Tough stuff, Senator! You and the SEC go boy!

Jeff Matthews
I Am Not Making This Up

© 2005 Jeff Matthews

The content contained in this blog represents the opinions of Mr. Matthews. Mr. Matthews also acts as an advisor and clients advised by Mr. Matthews may hold either long or short positions in securities of various companies discussed in the blog based upon Mr. Matthews' recommendations.


BDG123 said...

Now I'm not much for the SEC stuff because corporate America has leeway to say and do darn near anything they want. ie, Corporate governance is as big a joke as ever. But I do love the Biden commentary.

Ole Joe is quite an arrogant SOB. Deep down he's an intellectually superior elitist but he's tried to keep it under wraps. I remember when I was a kid seeing his acerbic stab at someone who questioned his grades around the time of his run for the Presidency. "I'm sure I have an IQ higher than you" was his paraphrased response. That'll surely be dug out along with him lying about his grades if his ego gets the best of him and he actually thinks he can win the Presidency again.

I despise that jerk so much that I Googled him and found a hilarious blog link dedicated to the twirp.

Also thought the readers would like to see Henry Blodget's blog commentary about Google given your recent post.

Its_strange said...

I guess Jeff and his political party need a jerk like Biden around so the focus ain't always on Delay and his crowd.. Clinton did nothing about our national joke ,the SEC, and Bush has done the same and we have done the same.

john lichtenstein said...

Matt Welch over at Reason posted a few paragraphs from the transcript. For public meltdown lovers, this is pure gold.

Its_strange said...

I just read the SEC compliant against TTWO. These ttwo people didn't just park games a time or two , it seems like better than 10-12 times . They also just plain made sales up . I gotta believe the SEC had the DoJ look at it all . I will be shocked if they don't act .

Its_strange said...

The SEC complaints reads like the analysts and the company were in talks all the time . Here, read it

This has a serious stink to it

k said...

What are your thoughts on how conniving some of the guys of Enron were? I got to tell you, Enron: The Smartest Guys in the Room totally opened my eyes about the depths of their deceit.

iocaste said...

Wells notices issue only after extensive investigation, doc production, depositions, etc. Hence the delay.

Dan Beisiegel said...

Insightful post! Keep up the good work.

Jeff Matthews said...

"K": regarding Enron, I actually think "Conspiracy of Fools" is a better inside view of what went on at Enron, and should be required reading of any securities course.

Its_strange said...

Patrick and Roddy Boyd and Phil and Mary are going at it on blog . And it looks to me they want to drag Cramer into it .

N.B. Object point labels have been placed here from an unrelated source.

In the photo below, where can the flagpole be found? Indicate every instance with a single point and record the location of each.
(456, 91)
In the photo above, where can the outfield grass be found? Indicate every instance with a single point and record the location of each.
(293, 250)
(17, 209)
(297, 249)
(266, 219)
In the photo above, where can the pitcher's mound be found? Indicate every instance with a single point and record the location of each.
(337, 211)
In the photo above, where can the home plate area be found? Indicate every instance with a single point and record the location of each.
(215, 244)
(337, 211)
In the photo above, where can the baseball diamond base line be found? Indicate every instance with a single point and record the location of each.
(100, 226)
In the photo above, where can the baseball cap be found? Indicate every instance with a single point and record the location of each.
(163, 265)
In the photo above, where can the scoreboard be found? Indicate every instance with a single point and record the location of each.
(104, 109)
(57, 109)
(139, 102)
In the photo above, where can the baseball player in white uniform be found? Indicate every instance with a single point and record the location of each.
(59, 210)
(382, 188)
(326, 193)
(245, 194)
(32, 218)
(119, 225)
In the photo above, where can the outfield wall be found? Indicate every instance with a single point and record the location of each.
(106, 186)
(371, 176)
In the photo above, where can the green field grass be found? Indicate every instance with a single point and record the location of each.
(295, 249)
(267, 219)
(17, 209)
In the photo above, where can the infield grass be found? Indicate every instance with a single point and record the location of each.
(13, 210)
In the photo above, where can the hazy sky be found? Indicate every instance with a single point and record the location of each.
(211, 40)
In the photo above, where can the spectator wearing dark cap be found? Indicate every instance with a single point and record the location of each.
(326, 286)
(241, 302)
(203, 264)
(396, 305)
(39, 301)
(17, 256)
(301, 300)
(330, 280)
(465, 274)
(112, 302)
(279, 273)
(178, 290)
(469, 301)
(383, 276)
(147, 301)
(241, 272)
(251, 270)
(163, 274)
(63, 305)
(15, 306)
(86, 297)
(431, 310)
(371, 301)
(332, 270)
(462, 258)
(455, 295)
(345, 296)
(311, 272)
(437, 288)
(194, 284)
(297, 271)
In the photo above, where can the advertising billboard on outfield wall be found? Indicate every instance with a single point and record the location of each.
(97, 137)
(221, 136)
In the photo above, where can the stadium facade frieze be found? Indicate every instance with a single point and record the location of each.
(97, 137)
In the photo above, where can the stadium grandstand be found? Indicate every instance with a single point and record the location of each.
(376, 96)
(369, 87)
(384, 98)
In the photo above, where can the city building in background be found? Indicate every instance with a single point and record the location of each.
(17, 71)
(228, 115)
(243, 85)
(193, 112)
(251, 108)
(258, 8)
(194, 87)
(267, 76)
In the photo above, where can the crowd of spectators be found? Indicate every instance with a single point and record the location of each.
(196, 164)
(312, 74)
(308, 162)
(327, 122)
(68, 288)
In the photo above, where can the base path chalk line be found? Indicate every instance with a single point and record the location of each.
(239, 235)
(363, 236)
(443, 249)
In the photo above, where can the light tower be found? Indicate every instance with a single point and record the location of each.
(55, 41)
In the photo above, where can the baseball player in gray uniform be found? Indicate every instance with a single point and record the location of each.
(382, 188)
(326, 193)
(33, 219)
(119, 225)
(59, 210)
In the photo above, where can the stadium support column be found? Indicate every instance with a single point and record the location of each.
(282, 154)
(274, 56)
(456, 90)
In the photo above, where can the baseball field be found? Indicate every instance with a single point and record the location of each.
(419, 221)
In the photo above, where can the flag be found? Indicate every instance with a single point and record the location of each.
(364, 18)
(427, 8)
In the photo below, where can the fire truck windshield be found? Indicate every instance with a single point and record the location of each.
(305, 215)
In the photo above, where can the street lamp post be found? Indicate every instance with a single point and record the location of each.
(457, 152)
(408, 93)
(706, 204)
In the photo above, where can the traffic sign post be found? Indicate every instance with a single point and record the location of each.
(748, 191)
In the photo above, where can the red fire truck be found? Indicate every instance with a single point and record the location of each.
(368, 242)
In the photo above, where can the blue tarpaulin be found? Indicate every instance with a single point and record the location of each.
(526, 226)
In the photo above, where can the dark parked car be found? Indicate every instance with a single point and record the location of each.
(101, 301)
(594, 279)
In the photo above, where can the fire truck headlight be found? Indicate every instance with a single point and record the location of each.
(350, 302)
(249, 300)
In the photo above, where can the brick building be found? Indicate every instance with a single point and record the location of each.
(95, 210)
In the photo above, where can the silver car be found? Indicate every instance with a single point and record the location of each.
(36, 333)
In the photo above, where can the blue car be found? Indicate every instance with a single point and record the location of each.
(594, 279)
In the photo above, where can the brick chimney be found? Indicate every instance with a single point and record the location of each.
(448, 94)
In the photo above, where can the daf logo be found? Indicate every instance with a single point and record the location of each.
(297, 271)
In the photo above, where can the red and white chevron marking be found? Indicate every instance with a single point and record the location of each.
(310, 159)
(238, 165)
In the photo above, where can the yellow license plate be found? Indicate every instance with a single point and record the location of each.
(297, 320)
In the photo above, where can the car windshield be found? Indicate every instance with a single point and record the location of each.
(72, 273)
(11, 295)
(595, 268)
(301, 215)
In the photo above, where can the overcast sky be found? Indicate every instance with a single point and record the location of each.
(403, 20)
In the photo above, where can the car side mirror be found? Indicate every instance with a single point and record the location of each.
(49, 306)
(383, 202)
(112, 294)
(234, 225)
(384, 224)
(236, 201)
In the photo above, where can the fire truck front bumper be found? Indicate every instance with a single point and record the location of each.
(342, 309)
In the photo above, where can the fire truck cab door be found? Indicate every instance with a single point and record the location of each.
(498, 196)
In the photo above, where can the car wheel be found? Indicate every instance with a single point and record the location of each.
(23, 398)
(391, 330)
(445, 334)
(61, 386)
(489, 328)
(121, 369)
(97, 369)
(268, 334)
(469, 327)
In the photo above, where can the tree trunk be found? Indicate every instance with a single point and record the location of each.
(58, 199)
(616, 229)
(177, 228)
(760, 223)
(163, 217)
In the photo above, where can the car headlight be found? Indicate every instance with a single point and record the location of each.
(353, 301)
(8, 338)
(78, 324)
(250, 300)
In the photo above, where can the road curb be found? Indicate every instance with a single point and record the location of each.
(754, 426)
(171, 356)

Marc Cuban will be guest host on CNBC this Tuesday . ...

AllenCap said...

I think the real joke going on now is with sovereign bancorp. Don't like the nasty calls to replace management by your 2 largest shareholders? Why not just dilute their position and entrench management by selling 19.9% of yourself because if it was just .1% more the owners of the company would actually have to vote on it....gasp.

And the NYSE in a post-enron and post world com world sees nothing wrong with it.

THAT is a travesty.....maybe the SEC could spend a little time on that one.